Very low density lipoprotein receptor (VLDL-R) was found to be expressed in bovine mammary gland and the human breast carcinoma cell line MCF-7 as an M(r) 105,000 variant, and in Chinese hamster ovary (CHO) cells transfected with human VLDL-R cDNA as an M(r) 130,000 variant. The receptor was purified by ligand affinity chromatography with immobilized M(r) 40,000 receptor-associated protein (RAP). The purified receptor was found to bind urokinase-type plasminogen activator-type-1 plasminogen activator inhibitor complex (u-PA.PAI-1), while there was no or very weak binding of active site blocked u-PA (DFP-u-PA), PAI-1 or u-PA-type-2 plasminogen activator inhibitor complex. The binding of u-PA.PAI-1 was blocked by RAP. The transfected CHO cells had an efficient, RAP-sensitive endocytosis of u-PA.PAI-1, severalfold higher than non-transfected parental CHO cells. u-PA.PAI-1 endocytosis was partially inhibited by DFP-u-PA, which blocks binding of the complex to the u-PA receptor. RAP and DFP-u-PA sensitive u-PA.PAI-1 endocytosis was also observed in MCF-7 cells, which were without detectable levels of other RAP-binding endocytosis receptors. These results show that VLDL-R represents a novel endocytosis mechanism for u-PA receptor-bound u-PA.PAI-1.

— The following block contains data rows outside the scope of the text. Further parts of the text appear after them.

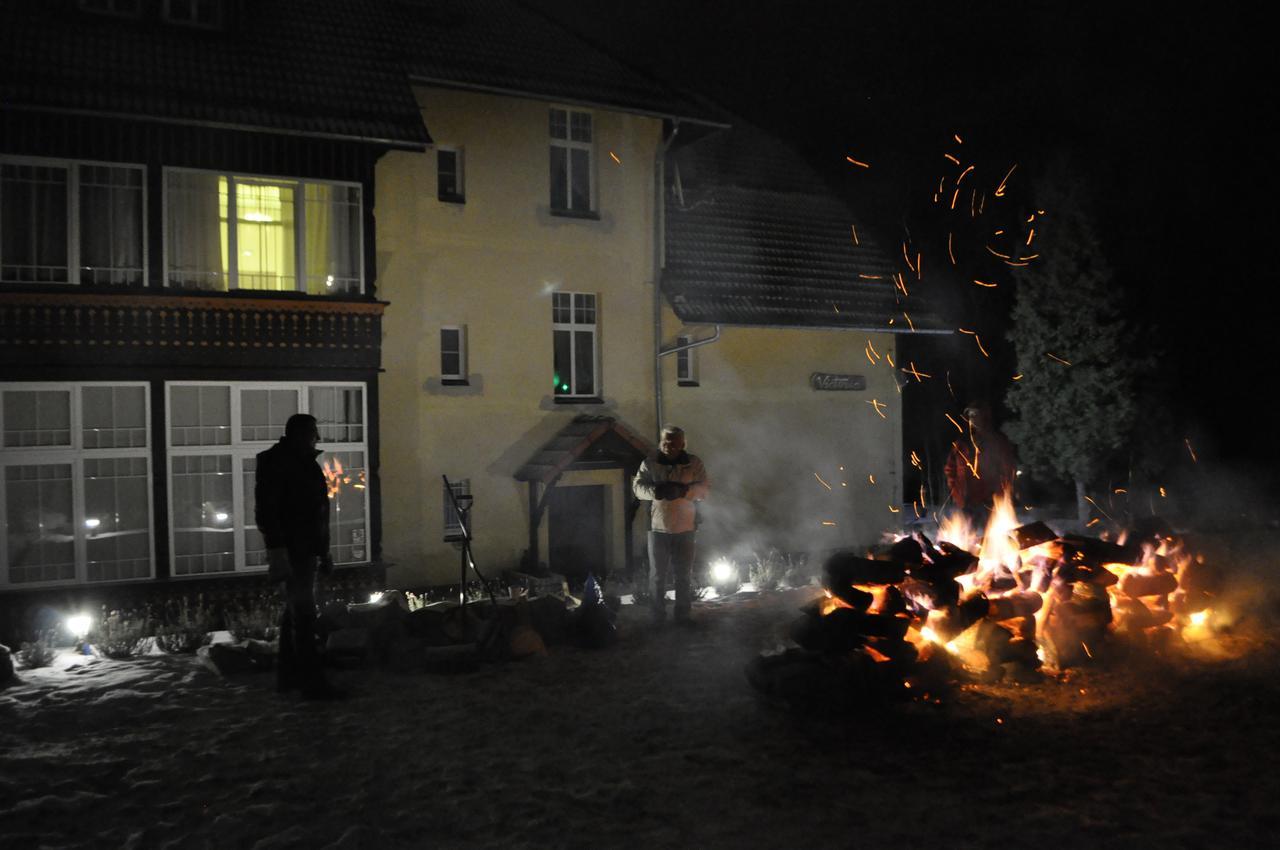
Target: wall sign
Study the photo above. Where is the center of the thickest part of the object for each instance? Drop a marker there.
(830, 382)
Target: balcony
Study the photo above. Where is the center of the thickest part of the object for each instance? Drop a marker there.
(144, 329)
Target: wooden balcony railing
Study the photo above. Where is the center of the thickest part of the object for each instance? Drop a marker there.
(73, 328)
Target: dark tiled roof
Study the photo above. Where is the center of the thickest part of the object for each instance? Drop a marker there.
(571, 442)
(758, 238)
(314, 67)
(503, 46)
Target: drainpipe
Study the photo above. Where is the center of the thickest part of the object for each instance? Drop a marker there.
(659, 261)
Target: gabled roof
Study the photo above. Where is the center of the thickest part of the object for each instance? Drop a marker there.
(306, 67)
(574, 442)
(503, 46)
(755, 237)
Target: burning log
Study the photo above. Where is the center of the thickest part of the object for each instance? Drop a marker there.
(1137, 583)
(1023, 603)
(845, 569)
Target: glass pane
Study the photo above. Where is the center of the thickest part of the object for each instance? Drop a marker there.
(33, 215)
(339, 412)
(117, 519)
(580, 184)
(196, 236)
(114, 416)
(563, 364)
(560, 178)
(37, 417)
(265, 240)
(40, 538)
(200, 415)
(332, 240)
(112, 225)
(584, 362)
(347, 515)
(204, 520)
(265, 411)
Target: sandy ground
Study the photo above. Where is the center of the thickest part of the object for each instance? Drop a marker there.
(656, 743)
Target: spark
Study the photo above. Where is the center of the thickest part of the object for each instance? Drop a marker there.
(1000, 191)
(915, 373)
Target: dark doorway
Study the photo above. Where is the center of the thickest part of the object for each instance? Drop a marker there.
(576, 531)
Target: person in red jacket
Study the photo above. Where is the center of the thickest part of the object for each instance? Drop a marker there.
(981, 466)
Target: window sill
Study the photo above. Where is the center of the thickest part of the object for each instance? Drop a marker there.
(588, 215)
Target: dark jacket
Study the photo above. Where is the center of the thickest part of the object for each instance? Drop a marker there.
(291, 499)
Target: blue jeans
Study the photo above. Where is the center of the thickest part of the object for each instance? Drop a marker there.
(671, 561)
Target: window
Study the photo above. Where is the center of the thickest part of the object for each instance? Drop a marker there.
(574, 324)
(195, 13)
(452, 521)
(67, 222)
(448, 172)
(686, 366)
(453, 355)
(74, 483)
(289, 236)
(215, 433)
(571, 160)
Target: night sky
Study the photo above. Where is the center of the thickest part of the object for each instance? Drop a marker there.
(1165, 112)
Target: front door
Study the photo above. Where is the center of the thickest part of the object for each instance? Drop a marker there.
(576, 531)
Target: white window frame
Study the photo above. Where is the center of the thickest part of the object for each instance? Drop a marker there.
(686, 364)
(570, 145)
(73, 213)
(574, 329)
(74, 455)
(452, 521)
(460, 196)
(300, 248)
(241, 449)
(461, 375)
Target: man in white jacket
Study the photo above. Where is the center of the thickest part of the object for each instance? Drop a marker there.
(673, 480)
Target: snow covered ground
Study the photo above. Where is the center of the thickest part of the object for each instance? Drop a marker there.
(654, 743)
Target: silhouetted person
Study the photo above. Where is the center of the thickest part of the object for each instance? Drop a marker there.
(981, 466)
(292, 512)
(672, 479)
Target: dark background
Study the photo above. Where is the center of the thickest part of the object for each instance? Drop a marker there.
(1168, 114)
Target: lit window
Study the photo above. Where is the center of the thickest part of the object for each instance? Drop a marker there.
(576, 361)
(453, 355)
(72, 223)
(571, 160)
(448, 172)
(289, 236)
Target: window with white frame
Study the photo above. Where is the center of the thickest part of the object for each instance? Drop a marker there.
(76, 489)
(572, 154)
(686, 365)
(448, 176)
(575, 359)
(215, 432)
(452, 492)
(288, 236)
(72, 222)
(453, 353)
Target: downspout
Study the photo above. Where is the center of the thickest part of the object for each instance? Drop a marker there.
(659, 263)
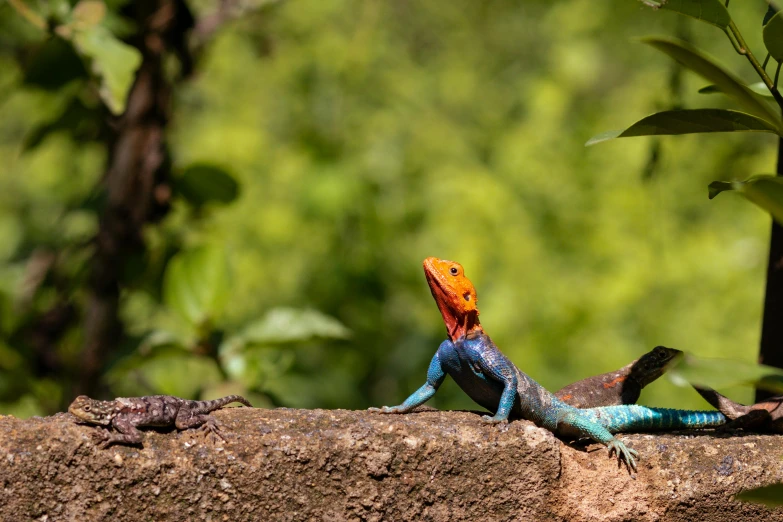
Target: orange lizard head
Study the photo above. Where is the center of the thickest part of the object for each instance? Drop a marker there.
(454, 294)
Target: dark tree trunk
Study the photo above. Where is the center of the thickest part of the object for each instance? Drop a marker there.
(771, 352)
(136, 183)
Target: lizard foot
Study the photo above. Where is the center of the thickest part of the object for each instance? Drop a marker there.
(486, 419)
(211, 430)
(386, 409)
(624, 454)
(102, 438)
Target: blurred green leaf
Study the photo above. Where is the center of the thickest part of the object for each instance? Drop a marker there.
(771, 11)
(161, 339)
(759, 88)
(765, 191)
(689, 122)
(196, 284)
(81, 122)
(87, 13)
(710, 11)
(112, 60)
(706, 67)
(54, 64)
(291, 325)
(202, 183)
(724, 373)
(773, 37)
(181, 375)
(769, 496)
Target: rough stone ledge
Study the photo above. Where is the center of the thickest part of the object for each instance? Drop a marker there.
(334, 465)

极低密度脂蛋白受体(VLDL-R)在牛乳腺和人乳腺癌细胞系MCF-7中以分子量105,000的变体形式表达,在转染人VLDL-R cDNA的中国仓鼠卵巢(CHO)细胞中以分子量130,000的变体形式表达。通过用固定化的分子量40,000的受体相关蛋白(RAP)进行配体亲和层析来纯化该受体。发现纯化的受体可结合尿激酶型纤溶酶原激活物-1型纤溶酶原激活物抑制剂复合物(u-PA.PAI-1),而活性位点被阻断的u-PA(DFP-u-PA)、PAI-1或u-PA-2型纤溶酶原激活物抑制剂复合物没有结合或结合非常弱。u-PA.PAI-1的结合被RAP阻断。转染的CHO细胞对u-PA.PAI-1具有高效的、对RAP敏感的内吞作用,比未转染的亲代CHO细胞高几倍。DFP-u-PA可部分抑制u-PA.PAI-1的内吞作用,DFP-u-PA可阻断该复合物与u-PA受体的结合。在没有可检测到的其他RAP结合内吞受体水平的MCF-7细胞中也观察到了对RAP和DFP-u-PA敏感的u-PA.PAI-1内吞作用。这些结果表明,VLDL-R代表了一种针对与u-PA受体结合的u-PA.PAI-1的新型内吞机制。